Dear Chris and whom it may concern at UCSC,
Thanks so much for your reply on Biostars—(see below Re: finding matching rs numbers)—
I am new to data matching and so would really appreciate further instruction—I’ve attached the data I have available,
Thanking-you in advance,
Kind regards,
Fleur Garton
Question: Find matching rs number for a list of gene/HGVS/cDNA data
HI! I would like to get an rs number using (any) of the following information that I have in a data spreadsheet Gene name (e.g. EXOSC3)/ HGVS cDNA (old nomenclature) (e.g. c.92G>C)/ HGVS protein (p.G31A for protein)/ cDNA_reference (e.g. NM_016042.2) I was thinking that this would be relatively straightforward - i.e. download similar data with rs number - then merge the files - but can't find this! Would be extremely grateful if anyone can help, Thanks so much, Fleur
Anwer: Find matching rs number for a list of gene/HGVS/cDNA data
You can use the UCSC Genome Browser to get this information, but the process depends on the specific HGVS terms you have.
The general idea is to split your list into two lists, one with just your different HGVS terms, and one with just your gene names.

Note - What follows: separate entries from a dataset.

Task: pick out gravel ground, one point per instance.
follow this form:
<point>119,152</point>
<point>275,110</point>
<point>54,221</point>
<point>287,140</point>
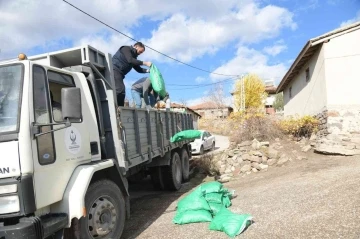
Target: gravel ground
<point>315,198</point>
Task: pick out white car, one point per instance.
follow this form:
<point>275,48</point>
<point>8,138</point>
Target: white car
<point>206,142</point>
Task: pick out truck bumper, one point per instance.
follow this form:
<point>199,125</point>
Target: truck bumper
<point>34,227</point>
<point>28,227</point>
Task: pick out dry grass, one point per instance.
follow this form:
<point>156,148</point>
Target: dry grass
<point>215,126</point>
<point>260,128</point>
<point>240,127</point>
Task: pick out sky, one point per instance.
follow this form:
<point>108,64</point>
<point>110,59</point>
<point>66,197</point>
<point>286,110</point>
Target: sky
<point>230,37</point>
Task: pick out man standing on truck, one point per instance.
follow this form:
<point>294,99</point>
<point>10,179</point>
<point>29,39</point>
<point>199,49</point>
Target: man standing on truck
<point>123,61</point>
<point>143,89</point>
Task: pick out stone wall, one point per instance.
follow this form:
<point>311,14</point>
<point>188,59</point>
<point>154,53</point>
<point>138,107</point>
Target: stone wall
<point>322,117</point>
<point>341,133</point>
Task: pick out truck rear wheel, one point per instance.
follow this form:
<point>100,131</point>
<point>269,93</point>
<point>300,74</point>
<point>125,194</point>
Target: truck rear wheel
<point>172,174</point>
<point>105,209</point>
<point>157,178</point>
<point>185,165</point>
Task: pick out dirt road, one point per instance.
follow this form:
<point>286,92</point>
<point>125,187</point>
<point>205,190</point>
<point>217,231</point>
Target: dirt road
<point>315,198</point>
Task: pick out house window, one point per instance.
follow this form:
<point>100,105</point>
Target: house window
<point>290,92</point>
<point>307,74</point>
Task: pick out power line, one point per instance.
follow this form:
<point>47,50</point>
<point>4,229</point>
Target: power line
<point>195,67</point>
<point>204,85</point>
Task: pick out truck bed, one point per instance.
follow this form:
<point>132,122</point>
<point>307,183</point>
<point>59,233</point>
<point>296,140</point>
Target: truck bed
<point>147,136</point>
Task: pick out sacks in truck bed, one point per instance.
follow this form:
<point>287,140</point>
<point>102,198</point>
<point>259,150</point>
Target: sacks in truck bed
<point>157,81</point>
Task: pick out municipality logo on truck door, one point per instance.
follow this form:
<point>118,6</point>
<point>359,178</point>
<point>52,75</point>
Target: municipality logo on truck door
<point>72,140</point>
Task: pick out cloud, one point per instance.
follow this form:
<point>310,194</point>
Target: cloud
<point>275,50</point>
<point>196,101</point>
<point>248,60</point>
<point>182,31</point>
<point>350,21</point>
<point>188,38</point>
<point>200,79</point>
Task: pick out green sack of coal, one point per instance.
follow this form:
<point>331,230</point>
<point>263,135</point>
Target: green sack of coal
<point>157,81</point>
<point>211,187</point>
<point>231,223</point>
<point>186,134</point>
<point>192,217</point>
<point>220,197</point>
<point>214,197</point>
<point>226,201</point>
<point>193,201</point>
<point>215,207</point>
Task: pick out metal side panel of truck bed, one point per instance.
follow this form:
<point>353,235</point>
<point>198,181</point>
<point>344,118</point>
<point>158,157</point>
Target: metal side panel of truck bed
<point>147,135</point>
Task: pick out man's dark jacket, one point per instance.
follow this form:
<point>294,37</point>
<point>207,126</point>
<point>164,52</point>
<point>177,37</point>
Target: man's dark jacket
<point>125,59</point>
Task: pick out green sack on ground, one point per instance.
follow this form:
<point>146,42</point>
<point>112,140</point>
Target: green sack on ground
<point>192,217</point>
<point>193,201</point>
<point>211,187</point>
<point>157,81</point>
<point>222,198</point>
<point>186,134</point>
<point>226,201</point>
<point>215,207</point>
<point>214,197</point>
<point>230,223</point>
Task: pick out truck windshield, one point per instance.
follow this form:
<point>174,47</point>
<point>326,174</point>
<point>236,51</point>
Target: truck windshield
<point>11,77</point>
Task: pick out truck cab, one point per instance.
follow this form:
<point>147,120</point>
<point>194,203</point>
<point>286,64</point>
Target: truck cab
<point>67,149</point>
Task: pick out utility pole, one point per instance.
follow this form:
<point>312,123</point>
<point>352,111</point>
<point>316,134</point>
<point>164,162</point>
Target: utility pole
<point>242,93</point>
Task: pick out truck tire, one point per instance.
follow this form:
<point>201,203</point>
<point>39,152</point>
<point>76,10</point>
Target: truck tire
<point>157,178</point>
<point>185,165</point>
<point>172,174</point>
<point>201,150</point>
<point>105,209</point>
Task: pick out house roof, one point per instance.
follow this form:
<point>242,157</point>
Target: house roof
<point>270,89</point>
<point>208,105</point>
<point>308,51</point>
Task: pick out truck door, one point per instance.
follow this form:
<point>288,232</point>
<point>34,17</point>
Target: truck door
<point>58,153</point>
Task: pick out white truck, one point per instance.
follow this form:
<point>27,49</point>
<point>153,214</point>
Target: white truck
<point>67,150</point>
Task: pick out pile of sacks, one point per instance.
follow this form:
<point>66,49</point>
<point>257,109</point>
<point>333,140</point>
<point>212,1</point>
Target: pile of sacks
<point>209,203</point>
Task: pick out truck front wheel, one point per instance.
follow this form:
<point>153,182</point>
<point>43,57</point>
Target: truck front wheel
<point>105,208</point>
<point>185,165</point>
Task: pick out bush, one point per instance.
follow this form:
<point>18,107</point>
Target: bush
<point>254,124</point>
<point>300,126</point>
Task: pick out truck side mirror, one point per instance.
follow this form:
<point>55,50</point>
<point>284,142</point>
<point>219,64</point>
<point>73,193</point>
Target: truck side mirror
<point>71,103</point>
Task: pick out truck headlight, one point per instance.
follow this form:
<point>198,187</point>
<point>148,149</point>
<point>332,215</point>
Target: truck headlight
<point>9,204</point>
<point>12,188</point>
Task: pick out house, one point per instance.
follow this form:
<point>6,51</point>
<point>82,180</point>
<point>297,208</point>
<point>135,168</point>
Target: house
<point>270,89</point>
<point>212,110</point>
<point>324,81</point>
<point>183,109</point>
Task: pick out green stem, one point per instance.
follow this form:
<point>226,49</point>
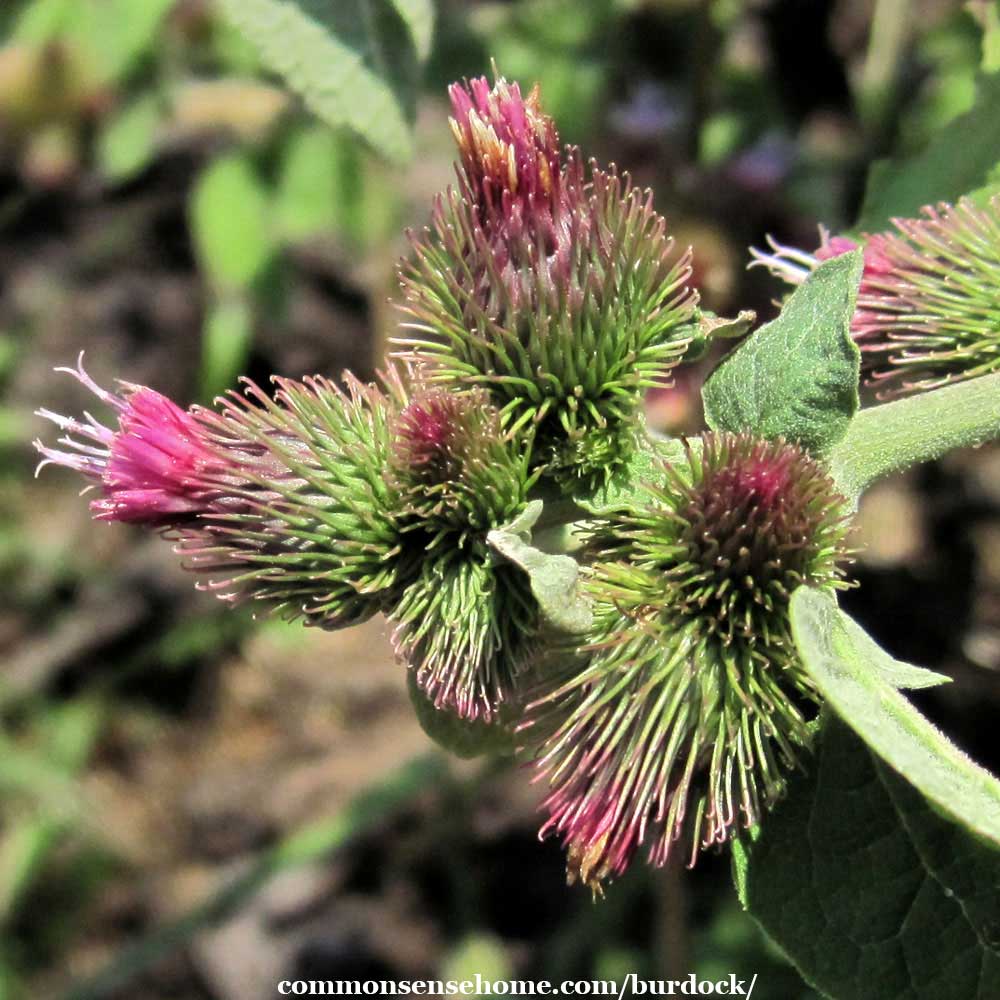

Then you can use a combination of the Table Browser and Data Integrator to get the rsID's (if any) corresponding to your gene names, and the Variant Annotation Integrator to get the rsID's (if any) corresponding to your HGVS terms.
We can provide more specific steps if you email this question along with some example data to our mailing list gen...@soe.ucsc.edu, that way our entire team will see the question and can help with a solution.
Thanks,
ChrisL from the UCSC Genome Browser
Fleur Garton, PhD
Institute for Molecular Bioscience | University of Queensland | St Lucia, QLD, Australia, 4072
E: f.ga...@uq.edu.au P: 0423 210 114
This email (including any attached files) is intended solely for the addressee. It may contain private or confidential information. If you are not the intended addressee, you must take no action based on it, nor show a copy to anyone. Kindly notify the sender by reply email. Opinions and information in this email which do not relate to the official business of The University of Queensland shall be understood as neither given nor endorsed by the University. CRICOS Provider Number 00025B.
Hi Fleur,
Thanks for sending your message to our list and sharing some example data. There are a couple problems with the format of your HGVS terms. Firstly, it appears that your HGVS terms are gene specific rather than transcript specific, which presents a problem, as something like "c.127G>A" can indicate different coordinates depending on which transcript of the ACADM gene you are referring to. Secondly, a term like ABCC8:c.3989-9G>A(3992-9G>A), even if formatted into a transcript specific term like NM_000352:c.3989-9G>A(3992-9G>A), is not valid HGVS because of the "(3992-9G>A)" at the end.
Thus you will need to first clean up your list of HGVS terms before using the Variant Annotation Integrator (http://genome.ucsc.edu/cgi-bin/hgVai)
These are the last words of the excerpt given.